Thermodynamics and dielectric response of BaTiO₃ by data-driven modeling

Modeling ferroelectric materials from first principles is one of the successes of density-functional theory, and the driver of much development effort, requiring an accurate description of the electronic processes and the thermodynamic equilibrium that drive the spontaneous symmetry breaking and the emergence of macroscopic polarization. We demonstrate the development and application of an integrated machine learning (ML) model that describes on the same footing structural, energetic and functional properties of barium titanate (BaTiO₃), a prototypical ferroelectric.
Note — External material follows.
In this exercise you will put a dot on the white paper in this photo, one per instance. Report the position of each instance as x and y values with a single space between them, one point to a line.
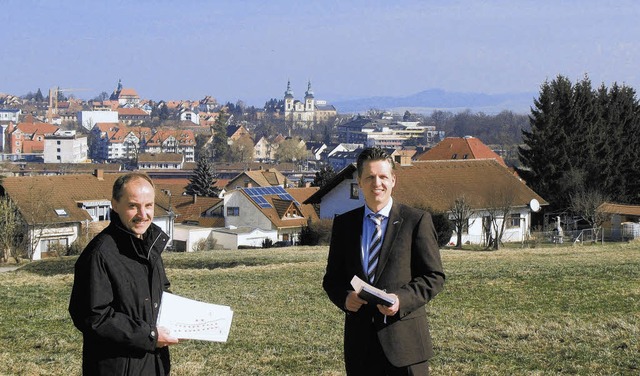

The model uses ab initio calculations as reference and achieves accurate yet inexpensive predictions of energy and polarization on time and length scales that are not accessible to direct ab initio modeling. The ML model allows us to thoroughly probe the static and dynamical behavior of BaTiO₃ across its phase diagram, without the need to introduce a coarse-grained description of the ferroelectric transition. Furthermore, we apply the polarization model to calculate dielectric response properties of the material in a fully ab-initio manner. This archive provides all the relevant data and input files that were used to fit the ML interatomic potential and the polarization model used in this work, along with the relevant Density-Functional Theory calculations that were used for the training set construction and the validation of the ML model. Furthermore, it provides input files and first few snapshots of all the molecular dynamics trajectories needed to investigate the thermodynamics and dielectric properties of BaTiO₃.